The Kanes, who wore white suits, also tried to recruit new sovereigns.
Sovereigns believe all laws do not apply to them, Paudert said. That law enforcement has no jurisdiction over them. They do not recognize the legal system. They renounce their citizenship.
Jerry Kane indicated he was a pastor at the traffic stop, and a Bible was in the front seat of the van, Paudert said.
Brandon Paudert then pulls up to see what is going on, he said.
"When he gets out of the car, within two minutes after he is there, both officers are dead," Paudert said.
Jerry Kane pushed Evans and Joseph Kane, who got out of the van, and shot Evans 11 times with an AK-47, he said. The bullets went through his vest. Evans fell in a ditch without getting a chance to unholster his sidearm.
Brandon Paudert took cover behind one of the police vehicles, which was a Chevrolet Tahoe SUV, and fired his .40 caliber Glock seven times. Joseph Kane shot Brandon Paudert 14 times, and he died on the interstate.
The Arkansas State Police and the Memphis Police Department blocked the bridges going into Memphis, Paudert said. The Kanes were located at a Walmart, nearly a mile from where Joseph Kane killed the two police offers.
Kane wounded Crittenden County Sheriff Dick Busby and Chief Enforcement Officer W.A. Wren in a shootout in the Walmart parking lot after they spotted the white van.
Michael Neal, a wildlife officer with the Arkansas Game and Fish Commission, then drove about 50 miles per hour across the Walmart parking lot and rammed his wildlife truck into the side of the white van, Paudert said.
Neal fired 30 rounds from his AR-15 rifle into the van, the chief said. Some of the first shots killed Jerry Kane. Joseph Kane then fired about 50 times with his AK-47 into Neal's truck. Neal then fired 30 more rounds. Neal then took cover after he disengaged the truck from the van. Law enforcement from Arkansas, Tennessee and Mississippi were also shooting into the van. Joseph Kane died in the Walmart parking lot.
A .45 caliber Taurus Judge pistol was found in the van, Paudert said. Five rounds were shot out of the pistol. The Kanes also had a pound of dope in the vehicle.
Jennifer Privett, the Cassville municipal court administrator, said she initially invited Paudert to a May court clerk conference in Osage Beach.
After Privett returned from the conference, she said she told Police Chief Dana Kammerlohr about Paudert. Kammerlohr wanted him to come to Cassville.
"We had received a letter from a sovereign in Seligman, and we knew that they were in our area because of that, so I contacted him," Privett said. "Normally, his program is a $2,000 program for about a two-hour speech. And then, I talked with him about the size of the department. He volunteered to come to us without charging us that."

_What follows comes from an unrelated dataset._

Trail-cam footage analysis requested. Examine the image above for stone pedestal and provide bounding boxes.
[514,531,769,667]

A little more than a month ago, she also said a Shell Knob man entered the municipal court.
"In just the first 20 seconds that he walked in, I realized that he was professing to be a sovereign," Privett said. "Even though he didn't come out and say it, his language and the questions that he asked and the things that he did were all stuff that I learned from Bob's training."
After last week's presentation, Kammerlohr said the training will make the police officers more aware of what to look for when they approach a possible sovereign.
Officer safety is the main thing, she said. Her goal is for her officers to return home safe to their family each night.
"And, whatever I can help them with to acquire that goal is worth it," Kammerlohr said.